The wife told the husband and child all that she had heard, as they traipsed among the encampment residents, both human and non-human, sprawled upon the ground wrapped in blankets and sleeping bags that were torn and stained. Maybe we can start a Go Fund Me page, the child suggested. The husband shook his head. I don’t think that’s called for here. We can’t solve this problem with money, Spring is here now. Who knows? Maybe these winter gods come down here every year during their off season and we just never noticed them before now. They’ll go back to the sky once it’s their time again.

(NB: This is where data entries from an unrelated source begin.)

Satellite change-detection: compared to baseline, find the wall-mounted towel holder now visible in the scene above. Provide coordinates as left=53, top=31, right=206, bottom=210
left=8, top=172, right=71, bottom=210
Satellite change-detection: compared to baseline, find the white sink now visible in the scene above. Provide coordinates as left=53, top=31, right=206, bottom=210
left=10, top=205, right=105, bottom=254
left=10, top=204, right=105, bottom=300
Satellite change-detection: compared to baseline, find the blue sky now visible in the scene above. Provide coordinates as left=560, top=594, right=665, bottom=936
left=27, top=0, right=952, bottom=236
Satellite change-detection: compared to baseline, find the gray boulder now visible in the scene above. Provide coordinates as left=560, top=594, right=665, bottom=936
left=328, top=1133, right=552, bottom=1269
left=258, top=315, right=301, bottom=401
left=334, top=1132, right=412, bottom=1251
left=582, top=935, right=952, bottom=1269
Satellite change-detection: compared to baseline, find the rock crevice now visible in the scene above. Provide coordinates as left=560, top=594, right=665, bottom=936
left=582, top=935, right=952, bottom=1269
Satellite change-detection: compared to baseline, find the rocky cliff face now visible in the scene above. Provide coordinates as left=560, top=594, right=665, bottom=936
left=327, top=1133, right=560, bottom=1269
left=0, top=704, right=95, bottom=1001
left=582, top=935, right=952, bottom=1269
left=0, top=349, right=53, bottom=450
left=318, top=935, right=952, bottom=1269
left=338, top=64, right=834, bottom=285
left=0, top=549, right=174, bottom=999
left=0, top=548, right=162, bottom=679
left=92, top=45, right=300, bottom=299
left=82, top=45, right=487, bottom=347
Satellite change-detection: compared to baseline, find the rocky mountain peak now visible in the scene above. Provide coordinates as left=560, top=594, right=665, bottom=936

The wife shook her head and spoke again. I suggest that we build a fire and give thanks for the Spring. I suggest that we bake some bread to celebrate our gratitude, lots of bread, and we can bring it out here to the camp and share it with everyone. We will plant wildflowers and put out offerings to the Sun and the Moon, and ask them to take back their fallen angels, take them back into the celestial plane and restore them to their rightful positions. And also, the child added, we will ask forgiveness for our own selfishness and ignorance, and we will ask that the people in the encampment be provided for and taken care of. Along with the bread, we will make a big pot of soup and bring it here and share it with everyone in a feast of gratitude and celebration. The three of them turned and walked back home to begin preparing the meal.